The Redevelopment Program begun in the early 1970s transformed The Methodist Home from a provider of basic residential care for the ambulatory well aged into a facility fully licensed to provide three critically important levels of care: sheltered, intermediate and skilled. Admission was no longer limited only to those who could care for themselves.
In the last two decades, redecorating and refurbishing of facilities has continued. In 1990, the Winwood Apartments, a new 31-unit building adjacent to The Methodist Home, opened for occupancy. Elder services have been expanded to include transportation for the mobility impaired and friendly visiting for the homebound, among a myriad of other things.
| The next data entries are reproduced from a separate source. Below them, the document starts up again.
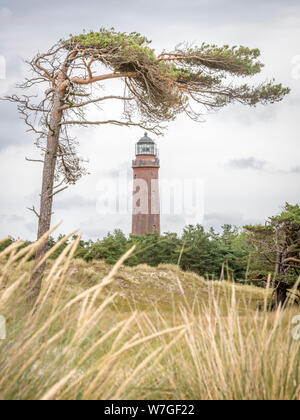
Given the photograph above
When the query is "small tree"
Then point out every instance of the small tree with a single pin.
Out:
(277, 246)
(156, 89)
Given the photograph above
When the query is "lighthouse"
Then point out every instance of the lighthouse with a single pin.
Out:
(146, 202)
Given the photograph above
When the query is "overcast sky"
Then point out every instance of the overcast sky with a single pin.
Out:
(245, 160)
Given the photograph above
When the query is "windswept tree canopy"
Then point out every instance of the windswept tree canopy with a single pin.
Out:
(156, 87)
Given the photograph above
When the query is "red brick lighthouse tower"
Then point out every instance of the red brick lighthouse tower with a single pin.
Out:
(146, 203)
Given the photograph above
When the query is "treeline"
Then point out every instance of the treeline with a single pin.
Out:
(251, 253)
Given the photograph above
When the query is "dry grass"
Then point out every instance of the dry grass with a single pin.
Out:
(99, 332)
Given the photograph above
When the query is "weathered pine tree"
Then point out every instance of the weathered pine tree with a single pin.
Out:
(156, 89)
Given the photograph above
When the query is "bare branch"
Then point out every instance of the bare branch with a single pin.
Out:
(91, 101)
(34, 160)
(57, 192)
(34, 211)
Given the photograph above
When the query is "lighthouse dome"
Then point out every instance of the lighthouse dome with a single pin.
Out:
(146, 146)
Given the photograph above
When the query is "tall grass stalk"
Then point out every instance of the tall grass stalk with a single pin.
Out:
(77, 343)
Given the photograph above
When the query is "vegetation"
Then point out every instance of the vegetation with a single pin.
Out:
(248, 255)
(156, 89)
(102, 332)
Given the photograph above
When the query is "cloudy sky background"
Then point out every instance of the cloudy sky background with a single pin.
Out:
(246, 158)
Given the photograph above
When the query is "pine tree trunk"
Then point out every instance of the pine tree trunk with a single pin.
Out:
(281, 295)
(47, 186)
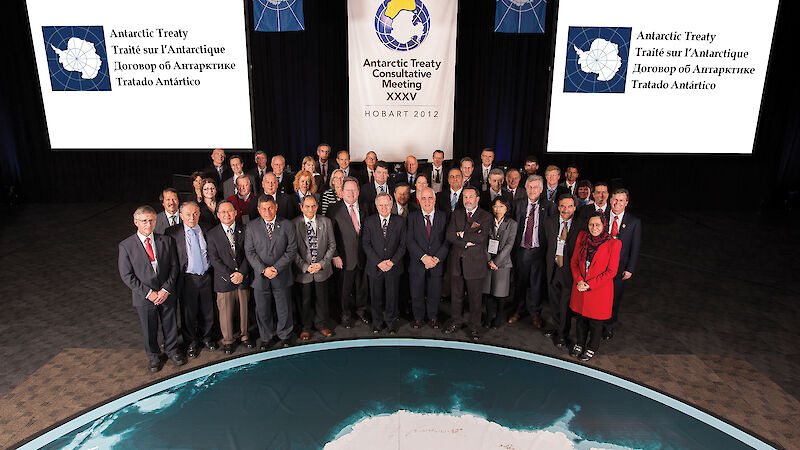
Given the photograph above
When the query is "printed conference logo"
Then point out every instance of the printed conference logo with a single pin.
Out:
(77, 58)
(597, 59)
(402, 25)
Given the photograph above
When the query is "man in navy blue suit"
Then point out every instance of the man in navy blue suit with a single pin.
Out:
(628, 229)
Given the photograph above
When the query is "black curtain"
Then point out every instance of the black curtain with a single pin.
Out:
(299, 87)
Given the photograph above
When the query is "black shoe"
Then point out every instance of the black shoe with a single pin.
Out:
(178, 359)
(154, 365)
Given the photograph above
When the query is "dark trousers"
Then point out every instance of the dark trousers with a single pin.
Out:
(197, 306)
(383, 290)
(593, 328)
(425, 301)
(264, 299)
(530, 269)
(475, 293)
(619, 288)
(354, 293)
(314, 305)
(560, 291)
(149, 314)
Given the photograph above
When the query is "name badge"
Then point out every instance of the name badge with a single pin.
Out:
(494, 244)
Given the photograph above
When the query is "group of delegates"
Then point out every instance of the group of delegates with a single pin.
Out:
(383, 243)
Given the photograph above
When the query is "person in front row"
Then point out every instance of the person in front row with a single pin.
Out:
(468, 234)
(315, 248)
(501, 242)
(270, 247)
(427, 249)
(384, 243)
(148, 265)
(231, 273)
(594, 265)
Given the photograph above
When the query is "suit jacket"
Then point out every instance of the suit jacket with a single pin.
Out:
(211, 172)
(552, 227)
(419, 244)
(630, 234)
(162, 222)
(326, 247)
(137, 272)
(478, 235)
(225, 260)
(348, 242)
(378, 248)
(597, 301)
(277, 252)
(546, 209)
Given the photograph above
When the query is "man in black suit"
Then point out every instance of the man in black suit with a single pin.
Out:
(427, 248)
(495, 190)
(270, 247)
(628, 229)
(562, 231)
(450, 199)
(195, 288)
(148, 265)
(348, 217)
(468, 234)
(530, 244)
(231, 275)
(170, 216)
(384, 242)
(218, 171)
(552, 190)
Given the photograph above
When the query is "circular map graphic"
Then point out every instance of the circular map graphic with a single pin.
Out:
(402, 25)
(395, 394)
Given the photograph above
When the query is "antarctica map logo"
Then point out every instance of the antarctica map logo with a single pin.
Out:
(597, 59)
(402, 25)
(76, 58)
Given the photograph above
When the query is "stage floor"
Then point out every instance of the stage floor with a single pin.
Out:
(708, 318)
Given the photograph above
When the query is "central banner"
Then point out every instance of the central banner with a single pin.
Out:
(402, 67)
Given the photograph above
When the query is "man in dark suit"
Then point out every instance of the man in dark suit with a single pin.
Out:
(384, 242)
(628, 229)
(530, 214)
(148, 265)
(552, 190)
(561, 231)
(427, 248)
(348, 217)
(231, 275)
(170, 216)
(218, 171)
(195, 288)
(468, 234)
(449, 199)
(495, 190)
(270, 247)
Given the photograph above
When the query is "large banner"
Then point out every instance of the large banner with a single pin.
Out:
(402, 57)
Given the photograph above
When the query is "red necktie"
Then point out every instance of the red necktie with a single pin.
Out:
(149, 249)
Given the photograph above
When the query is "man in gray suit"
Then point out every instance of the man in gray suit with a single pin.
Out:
(148, 265)
(270, 247)
(170, 216)
(315, 248)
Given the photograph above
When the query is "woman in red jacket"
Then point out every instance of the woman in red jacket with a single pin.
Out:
(594, 264)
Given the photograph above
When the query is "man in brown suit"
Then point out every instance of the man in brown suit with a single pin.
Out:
(468, 234)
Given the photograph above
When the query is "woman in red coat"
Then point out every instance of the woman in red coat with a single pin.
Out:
(594, 264)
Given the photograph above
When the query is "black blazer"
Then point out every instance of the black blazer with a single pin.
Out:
(377, 248)
(225, 261)
(546, 209)
(137, 272)
(348, 243)
(419, 244)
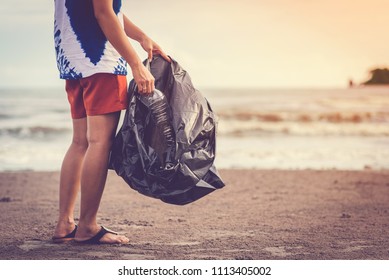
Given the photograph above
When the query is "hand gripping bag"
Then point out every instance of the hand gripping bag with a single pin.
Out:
(166, 146)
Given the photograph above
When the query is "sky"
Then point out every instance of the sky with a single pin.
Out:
(221, 43)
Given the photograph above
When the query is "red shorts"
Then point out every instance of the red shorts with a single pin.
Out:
(99, 94)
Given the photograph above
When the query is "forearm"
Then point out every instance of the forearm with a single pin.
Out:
(112, 29)
(133, 31)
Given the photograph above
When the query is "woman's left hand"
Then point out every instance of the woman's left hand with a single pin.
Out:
(153, 48)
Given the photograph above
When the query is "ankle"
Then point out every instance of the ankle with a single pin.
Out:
(68, 221)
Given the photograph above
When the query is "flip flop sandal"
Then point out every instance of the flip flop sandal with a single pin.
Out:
(65, 238)
(96, 239)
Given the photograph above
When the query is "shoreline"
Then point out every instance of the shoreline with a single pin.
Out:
(260, 214)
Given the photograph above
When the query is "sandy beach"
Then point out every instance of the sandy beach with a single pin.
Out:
(260, 214)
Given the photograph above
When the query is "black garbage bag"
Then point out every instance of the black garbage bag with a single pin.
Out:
(166, 146)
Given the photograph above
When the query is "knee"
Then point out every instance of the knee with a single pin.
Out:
(102, 142)
(80, 143)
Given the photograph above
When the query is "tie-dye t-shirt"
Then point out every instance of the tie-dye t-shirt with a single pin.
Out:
(81, 46)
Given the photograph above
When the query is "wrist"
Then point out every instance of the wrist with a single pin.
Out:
(134, 63)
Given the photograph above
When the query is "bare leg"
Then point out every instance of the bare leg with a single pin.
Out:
(70, 178)
(101, 130)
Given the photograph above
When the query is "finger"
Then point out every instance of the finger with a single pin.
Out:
(152, 86)
(164, 55)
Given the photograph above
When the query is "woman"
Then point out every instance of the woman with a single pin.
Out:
(92, 49)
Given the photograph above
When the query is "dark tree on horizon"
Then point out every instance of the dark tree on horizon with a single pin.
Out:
(379, 76)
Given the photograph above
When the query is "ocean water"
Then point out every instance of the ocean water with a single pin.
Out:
(258, 128)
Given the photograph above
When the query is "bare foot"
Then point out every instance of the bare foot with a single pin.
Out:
(64, 231)
(101, 236)
(64, 228)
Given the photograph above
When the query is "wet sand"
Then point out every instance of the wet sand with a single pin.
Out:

In 1989, the Community Health Center for Senior Adults introduced the 1415 Club to its clients. Medical and educational functions have been improved through affiliations with Northwestern Memorial Hospital and Northwestern University.
United Methodist Homes & Services has received well-deserved awards for their programs from the Chicago Crusade of Mercy and the Retirement Research Foundation. The history of this wonderful community asset is a history of many people making a difference, taking up a call to help those in need. We are indeed fortunate to have The Methodist Home in our neighborhood and we congratulate the people who have made it possible. This 100-year anniversary is something of which they can be very proud.